Though I reigned supreme with my chocolate pudding cake, since Hutch just gave her a kind smile and a shake of his head when she offered him some.

“Gail, my mother-in-law, and I have kind of a cake war going on,” Nadia explained.

“And it’s awesome,” Ledger unsurprisingly declared. “So awesome, I’ve made them sign a contract that, even when I’m in college, they have to FedEx me a big slice of whatever they make. And Nadia can FedEx stuff. She’s loaded. I tried to make them sign it in blood so they can’t wiggle out of it. But Gramme said, one day I’d get that a grandmother’s vow is unbreakable. But I don’t need that one day. I already believe her.”

“As you should, she tells no lies,” I replied, even though I’d never met any of my grandparents.

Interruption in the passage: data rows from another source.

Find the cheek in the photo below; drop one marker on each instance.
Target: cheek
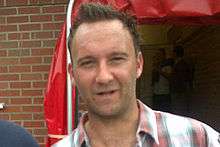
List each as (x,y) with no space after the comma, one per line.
(83,80)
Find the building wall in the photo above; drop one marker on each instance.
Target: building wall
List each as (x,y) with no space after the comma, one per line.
(28,32)
(205,51)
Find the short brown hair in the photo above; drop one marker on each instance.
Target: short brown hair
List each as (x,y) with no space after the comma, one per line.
(93,12)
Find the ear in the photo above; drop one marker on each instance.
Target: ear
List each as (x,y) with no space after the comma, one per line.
(70,70)
(139,64)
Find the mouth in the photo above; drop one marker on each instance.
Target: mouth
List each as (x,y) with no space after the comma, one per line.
(105,93)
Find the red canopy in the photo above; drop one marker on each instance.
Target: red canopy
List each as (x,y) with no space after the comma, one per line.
(147,12)
(166,11)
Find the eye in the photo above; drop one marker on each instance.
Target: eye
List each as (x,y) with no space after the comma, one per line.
(117,59)
(86,63)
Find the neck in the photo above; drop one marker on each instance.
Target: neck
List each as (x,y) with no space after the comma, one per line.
(110,130)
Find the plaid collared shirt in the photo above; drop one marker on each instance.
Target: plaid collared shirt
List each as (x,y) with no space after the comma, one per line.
(156,129)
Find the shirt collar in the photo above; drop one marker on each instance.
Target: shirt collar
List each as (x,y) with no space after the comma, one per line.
(147,124)
(147,121)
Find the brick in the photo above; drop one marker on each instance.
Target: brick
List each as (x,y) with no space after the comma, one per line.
(40,140)
(20,85)
(18,36)
(60,17)
(9,77)
(42,35)
(34,124)
(3,53)
(40,18)
(2,37)
(31,92)
(1,3)
(27,44)
(39,84)
(38,100)
(47,59)
(29,27)
(4,85)
(8,11)
(40,132)
(16,3)
(17,19)
(8,45)
(32,109)
(2,20)
(4,116)
(4,100)
(8,28)
(52,26)
(21,116)
(19,68)
(40,68)
(12,109)
(49,43)
(8,61)
(20,101)
(19,52)
(38,116)
(53,9)
(42,51)
(31,60)
(60,2)
(28,10)
(32,76)
(40,1)
(3,69)
(9,93)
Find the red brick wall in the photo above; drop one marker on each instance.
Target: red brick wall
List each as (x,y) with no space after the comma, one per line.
(28,32)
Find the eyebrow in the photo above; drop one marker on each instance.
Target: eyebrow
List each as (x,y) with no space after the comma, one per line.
(119,53)
(84,58)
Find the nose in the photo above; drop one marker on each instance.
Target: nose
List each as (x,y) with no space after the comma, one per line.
(104,74)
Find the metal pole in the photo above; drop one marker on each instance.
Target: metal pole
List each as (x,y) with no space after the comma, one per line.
(69,83)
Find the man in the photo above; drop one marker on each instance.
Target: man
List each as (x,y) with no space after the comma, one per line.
(106,63)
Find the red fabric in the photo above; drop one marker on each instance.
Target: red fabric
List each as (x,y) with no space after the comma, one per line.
(146,11)
(55,102)
(166,11)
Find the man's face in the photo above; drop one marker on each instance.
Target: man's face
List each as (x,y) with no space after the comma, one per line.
(106,67)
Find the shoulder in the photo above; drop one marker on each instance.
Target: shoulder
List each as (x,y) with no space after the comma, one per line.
(189,129)
(72,140)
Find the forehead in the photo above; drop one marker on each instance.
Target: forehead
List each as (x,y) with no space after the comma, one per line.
(100,28)
(107,33)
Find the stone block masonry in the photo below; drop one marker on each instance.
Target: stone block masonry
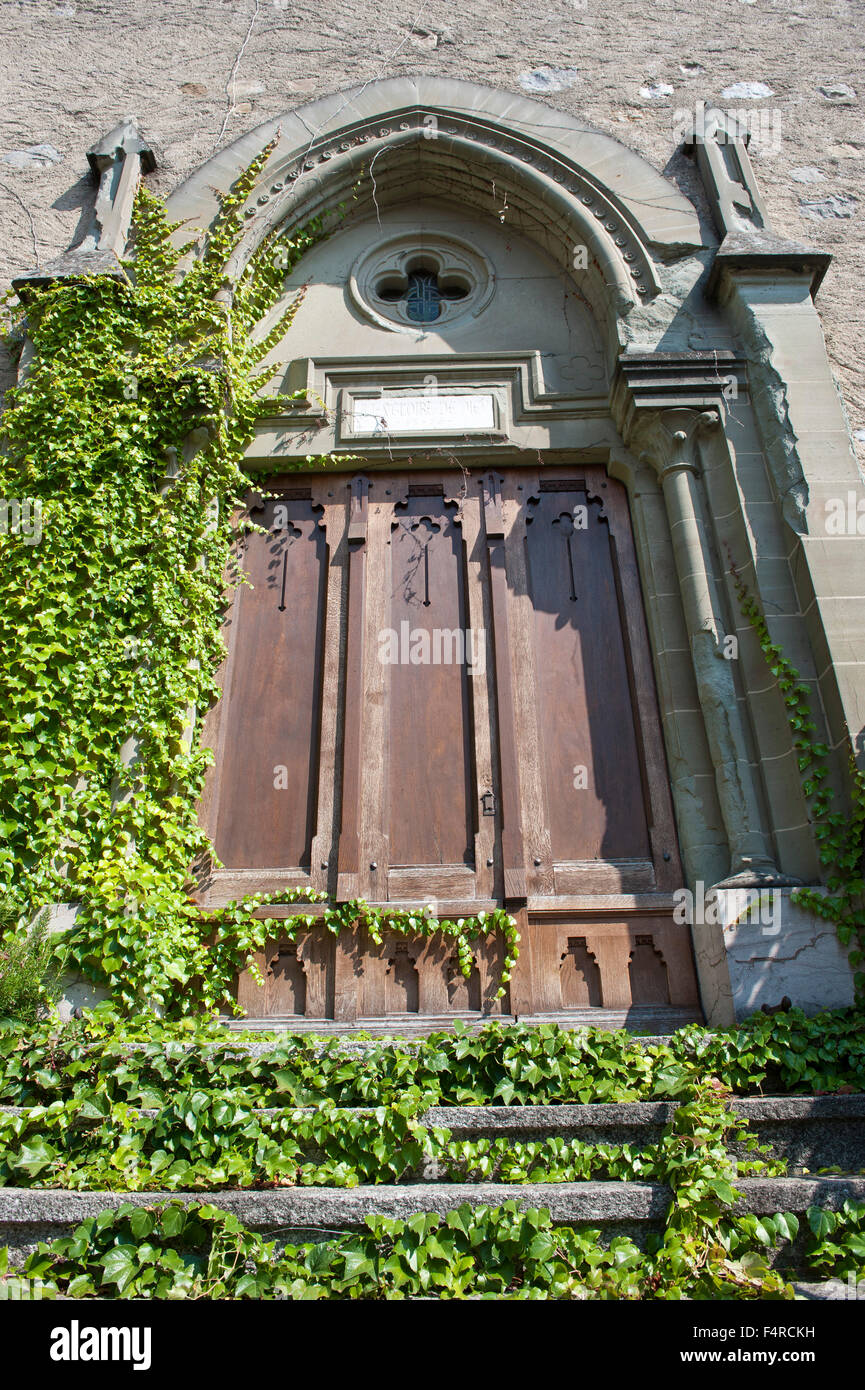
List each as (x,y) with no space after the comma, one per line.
(200,74)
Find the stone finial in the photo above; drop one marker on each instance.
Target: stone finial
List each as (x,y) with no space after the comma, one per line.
(117,163)
(719,141)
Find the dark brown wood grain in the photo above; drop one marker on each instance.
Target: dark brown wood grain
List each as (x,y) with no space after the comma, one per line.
(388,763)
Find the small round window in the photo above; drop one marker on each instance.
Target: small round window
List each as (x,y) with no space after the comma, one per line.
(401,285)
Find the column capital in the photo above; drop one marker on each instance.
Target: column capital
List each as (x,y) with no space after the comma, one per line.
(657,395)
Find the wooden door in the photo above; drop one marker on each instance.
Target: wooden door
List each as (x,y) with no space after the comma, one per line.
(440,688)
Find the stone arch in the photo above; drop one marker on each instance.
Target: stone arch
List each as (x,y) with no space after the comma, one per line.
(558,182)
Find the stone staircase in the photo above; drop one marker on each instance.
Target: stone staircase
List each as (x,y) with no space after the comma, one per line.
(811,1133)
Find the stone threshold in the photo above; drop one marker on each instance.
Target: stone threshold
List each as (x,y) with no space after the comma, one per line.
(344,1208)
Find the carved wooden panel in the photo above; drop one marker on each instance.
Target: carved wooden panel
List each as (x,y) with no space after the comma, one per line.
(417,677)
(429,652)
(568,962)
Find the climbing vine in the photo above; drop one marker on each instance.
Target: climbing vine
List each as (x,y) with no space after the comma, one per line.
(839,837)
(125,439)
(175,1107)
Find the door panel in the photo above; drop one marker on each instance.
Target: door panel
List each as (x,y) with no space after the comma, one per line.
(440,688)
(431,776)
(269,773)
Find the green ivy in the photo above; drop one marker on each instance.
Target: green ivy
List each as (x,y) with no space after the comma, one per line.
(113,1105)
(128,430)
(840,837)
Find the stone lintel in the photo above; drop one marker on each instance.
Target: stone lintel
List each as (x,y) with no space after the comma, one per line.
(697,380)
(760,250)
(70,266)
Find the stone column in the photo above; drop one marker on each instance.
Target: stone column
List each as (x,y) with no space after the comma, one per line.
(673,437)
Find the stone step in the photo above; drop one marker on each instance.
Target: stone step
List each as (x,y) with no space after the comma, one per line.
(811,1132)
(661,1020)
(294,1214)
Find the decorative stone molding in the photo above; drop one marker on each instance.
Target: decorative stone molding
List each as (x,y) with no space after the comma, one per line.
(598,210)
(383,273)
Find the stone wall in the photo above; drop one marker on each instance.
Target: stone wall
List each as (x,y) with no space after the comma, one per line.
(198,74)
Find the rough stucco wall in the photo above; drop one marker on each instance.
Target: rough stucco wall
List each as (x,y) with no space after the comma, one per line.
(193,74)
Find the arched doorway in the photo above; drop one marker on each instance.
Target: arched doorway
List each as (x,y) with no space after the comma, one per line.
(440,684)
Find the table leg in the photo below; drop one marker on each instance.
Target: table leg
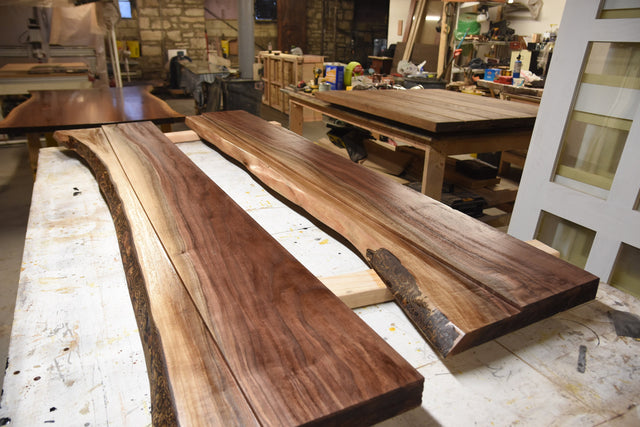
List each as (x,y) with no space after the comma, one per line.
(433,174)
(33,145)
(296,117)
(50,141)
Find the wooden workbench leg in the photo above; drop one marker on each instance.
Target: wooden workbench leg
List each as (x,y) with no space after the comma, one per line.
(33,145)
(296,117)
(433,174)
(49,140)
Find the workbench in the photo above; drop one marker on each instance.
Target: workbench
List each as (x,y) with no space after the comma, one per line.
(504,91)
(51,110)
(19,79)
(76,357)
(473,124)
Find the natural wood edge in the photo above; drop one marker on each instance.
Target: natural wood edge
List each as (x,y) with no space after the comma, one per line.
(545,248)
(162,408)
(189,381)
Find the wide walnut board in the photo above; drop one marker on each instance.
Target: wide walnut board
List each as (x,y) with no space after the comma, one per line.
(237,332)
(460,281)
(436,110)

He grinned, not understanding they made those cakes mostly for him, so when he was gone, the cake war would probably fizzle out.

Or he’d get those FedEx boxes, and in them would be the entire cake.

It felt good to be around a kid (or kids, including Liam and Emma) who had good parents, and even with rough patches like whatever Ledger had to deal with regarding his mom, he had loving adults to fall back on.

At the same time it sucked that, for the rest of my life, I’d wonder how that felt, but as I was all grown up, I’d never know.

“Get May’s chocolate pudding cake recipe from her,” Hutch advised Nadia. “You’ll blow Gail out of the water.”

“Chocolate?” Ledger said holding one hand up. “Pudding?” He held the other hand up. Then he squeezed them together and said in utter disbelief. “Cake?”

Jeez, I liked this kid.

I laughed and turned to Nadia. “I’ll get you the recipe.”

“Thanks,” she replied. Then asked, “Are you going trick-or-treating on Lillian and Harry’s street?”

“Oh yeah,” Ledger bounced on his knees. “You gotta. It’s sick.”

“I stopped trick-or-treating a little while ago, my man,” I told him.

“They have stuff for adults too. Hot cider.” Nadia smiled. “Hot alcoholic cider. Beer. Wine. I hear Susan and Allen are going to have a haunted house that goes from the front yard, through their house, to the back. Ronnie, that’s Lillian and Harry’s neighbor, is beside herself. She has no idea how she’s going to one-up a haunted house.”

“Whoa. Like, just two people are going to put on a whole haunted house?” I asked.

“Susan and Allen are enjoying retirement. And Susan’s got more energy and verve in her than a kindergarten class.”

Nadia would know, she was a teacher (now on maternity leave), though, not a kindergarten teacher. Still.